Tracking CCI / AAI MRI & Treatment outcomes

I have been tested for CCI / AAI / Chiari / Spinal Stenosis with specific scans and tested

  • Positive

    Votes: 84 76.4%
  • Negative

    Votes: 26 23.6%

  • Total voters
    110
Messages
37
Location
Brisbane, Australia
Yes, I think it’s what @Joly said .... probably Dr G’s 1st language not being English.

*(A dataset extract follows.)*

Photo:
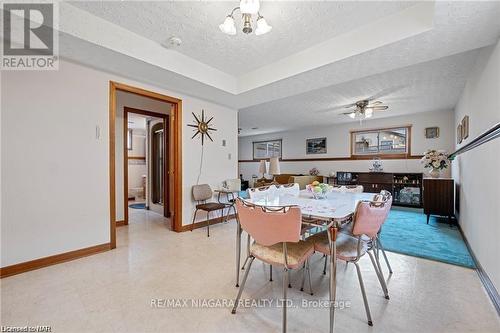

I take it as .... I didn’t get an upright MRI like I usually do, so I am working with what I am given.

I chose not to get an upright scan because it would have meant flying interstate. Since I got the mri and ct for free I chose that as my first option.

Today I will try to get a referral for the MRV, which i’ll Have to pay for. And there is not DMX available in Australia from what I understand, so I won’t be able to do that.

@Hip I saw that everyone else has BAI (horizontal instability) measurements, and apparently BDI (vertical instability) is rare ...of course it is *sigh*.....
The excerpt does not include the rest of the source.